I was worried about running New York - Not gonna lie. I ran/survived all long runs but never did 22. I did some of my weekly runs but nowhere near what i did for my first marathon. My teammates were setting big goals and I was just hoping I could even finish.
About a week before the race my coach Amy (yes THAT Amy Begley - former olympian and MY friend!!) announced to the team she was dropping out of the elites and running the race with me. I've never been so humbled and there will never be enough words to thank her for that gift that I didn't even know I needed.
It's been impossible sum up that race and this is what I've come up with
Never once during my running tour of NYC did I ever question anything.

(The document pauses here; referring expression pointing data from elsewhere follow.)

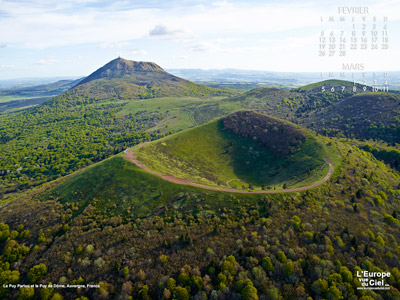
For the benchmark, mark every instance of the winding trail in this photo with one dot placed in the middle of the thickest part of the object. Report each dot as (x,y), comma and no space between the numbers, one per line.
(131,157)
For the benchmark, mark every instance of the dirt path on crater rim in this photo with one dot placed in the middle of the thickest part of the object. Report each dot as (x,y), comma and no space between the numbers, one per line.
(131,157)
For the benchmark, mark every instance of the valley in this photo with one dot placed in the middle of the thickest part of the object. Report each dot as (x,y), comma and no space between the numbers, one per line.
(149,186)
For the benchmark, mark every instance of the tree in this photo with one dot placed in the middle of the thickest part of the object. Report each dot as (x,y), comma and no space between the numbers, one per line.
(37,272)
(26,293)
(267,264)
(249,292)
(144,293)
(181,293)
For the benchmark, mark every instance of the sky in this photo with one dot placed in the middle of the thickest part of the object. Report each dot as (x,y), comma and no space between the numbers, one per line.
(45,38)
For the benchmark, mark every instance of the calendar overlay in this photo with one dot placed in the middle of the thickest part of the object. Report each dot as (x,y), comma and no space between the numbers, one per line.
(351,33)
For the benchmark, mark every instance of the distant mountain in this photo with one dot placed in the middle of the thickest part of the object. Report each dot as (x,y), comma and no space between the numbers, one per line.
(125,79)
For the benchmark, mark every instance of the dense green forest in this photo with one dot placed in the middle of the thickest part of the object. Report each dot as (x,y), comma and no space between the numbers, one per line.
(76,212)
(59,137)
(189,243)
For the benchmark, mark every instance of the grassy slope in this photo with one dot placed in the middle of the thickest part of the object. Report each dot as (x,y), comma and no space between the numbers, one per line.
(116,186)
(179,112)
(327,83)
(212,156)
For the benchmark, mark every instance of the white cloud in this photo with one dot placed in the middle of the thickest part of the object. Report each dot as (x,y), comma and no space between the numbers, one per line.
(137,52)
(166,32)
(183,57)
(7,67)
(46,61)
(113,45)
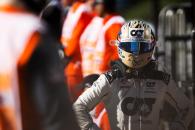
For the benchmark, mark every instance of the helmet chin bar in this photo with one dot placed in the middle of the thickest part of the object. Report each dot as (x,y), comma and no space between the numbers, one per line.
(135,61)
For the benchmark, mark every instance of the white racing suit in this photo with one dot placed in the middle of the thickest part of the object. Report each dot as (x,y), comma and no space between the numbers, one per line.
(135,104)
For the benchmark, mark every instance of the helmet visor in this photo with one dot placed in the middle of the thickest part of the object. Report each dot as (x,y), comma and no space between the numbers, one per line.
(136,47)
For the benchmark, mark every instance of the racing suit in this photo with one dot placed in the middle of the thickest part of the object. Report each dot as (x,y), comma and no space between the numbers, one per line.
(136,103)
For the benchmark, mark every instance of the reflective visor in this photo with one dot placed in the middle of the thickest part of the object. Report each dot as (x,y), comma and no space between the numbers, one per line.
(136,47)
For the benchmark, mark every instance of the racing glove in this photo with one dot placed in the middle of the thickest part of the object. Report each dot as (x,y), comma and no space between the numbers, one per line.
(118,70)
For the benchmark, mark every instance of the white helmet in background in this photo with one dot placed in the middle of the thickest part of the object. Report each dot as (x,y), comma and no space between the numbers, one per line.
(136,42)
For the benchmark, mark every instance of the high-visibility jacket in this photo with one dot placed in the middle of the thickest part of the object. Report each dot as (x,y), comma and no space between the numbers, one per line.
(30,63)
(77,20)
(105,51)
(17,40)
(88,43)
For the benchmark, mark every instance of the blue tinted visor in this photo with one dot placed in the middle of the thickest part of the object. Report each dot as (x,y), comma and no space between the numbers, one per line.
(136,47)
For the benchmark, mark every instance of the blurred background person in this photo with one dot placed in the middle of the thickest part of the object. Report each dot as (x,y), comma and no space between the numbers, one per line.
(78,17)
(94,41)
(52,14)
(105,52)
(89,38)
(33,93)
(66,6)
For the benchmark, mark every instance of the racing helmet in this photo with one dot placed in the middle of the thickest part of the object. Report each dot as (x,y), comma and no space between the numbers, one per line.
(136,42)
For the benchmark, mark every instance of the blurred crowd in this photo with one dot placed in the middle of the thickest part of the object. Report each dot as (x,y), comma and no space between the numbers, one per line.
(48,50)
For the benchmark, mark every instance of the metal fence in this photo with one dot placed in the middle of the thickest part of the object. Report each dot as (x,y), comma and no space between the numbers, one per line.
(175,45)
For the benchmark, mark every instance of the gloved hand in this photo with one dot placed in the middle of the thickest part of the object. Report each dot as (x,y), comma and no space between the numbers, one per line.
(118,70)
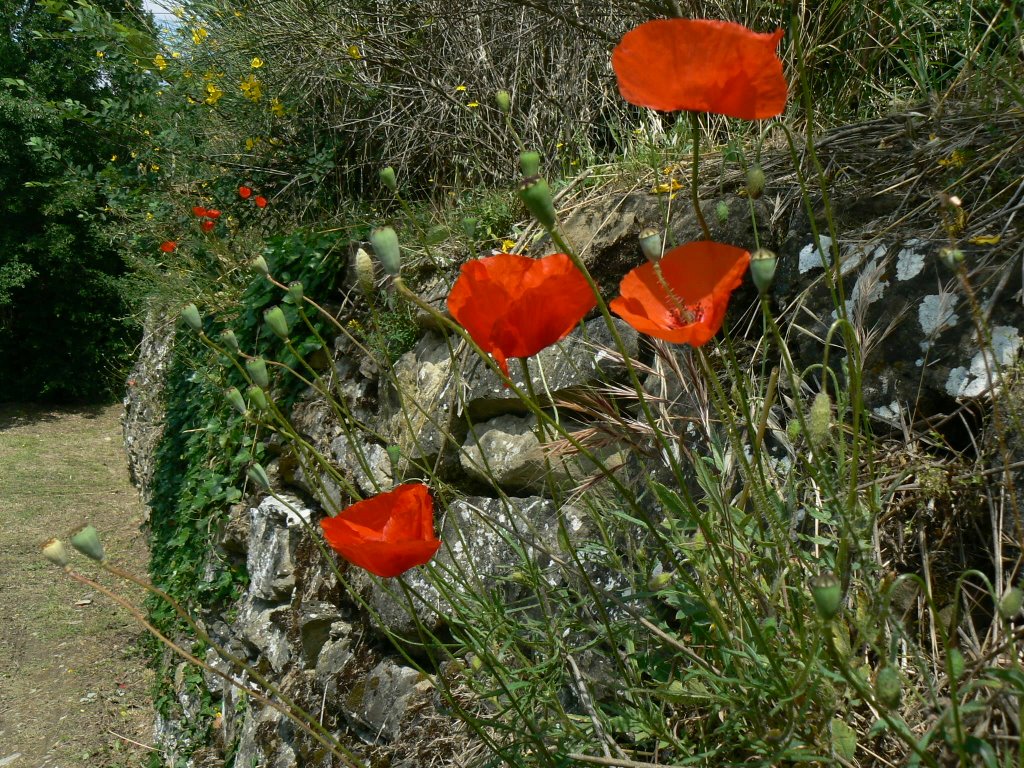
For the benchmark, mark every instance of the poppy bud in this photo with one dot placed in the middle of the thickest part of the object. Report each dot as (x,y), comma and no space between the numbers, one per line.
(722,211)
(951,257)
(659,581)
(504,101)
(258,475)
(189,313)
(529,164)
(365,271)
(257,397)
(536,194)
(887,686)
(755,181)
(819,419)
(276,322)
(86,541)
(385,244)
(827,594)
(235,398)
(763,264)
(1010,603)
(54,551)
(257,370)
(650,244)
(956,664)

None of the usual 'Why do people do this shit' or 'this is stupid' or 'are we there yet'. NYC marathon is the answer to that question. THAT RACE is why people do this shit.
I think my first comment to Amy was "we are 1 mile in to Brooklyn and I want to live here". 26.2 miles and 5 hours 44 minutes and 32 seconds later I fell in love with it again.
To be honest, It could have been the fact that I had an elite athlete with me catering to my every need - making up my Nuun bottles and feeding me gluten free pretzels and calming me down when I almost got killed by kids running into the course or when I saw someone have to go in an ambulance. Amy could have finished in under 3 hours but she chose to be by my side for almost twice as long as it would have taken her. Incredible huh?
It's been a hard week emotionally and physically but I ran all my runs and loved them all - including a 5k where I cried the ENTIRE way - now THAT should be an olympic sport lol.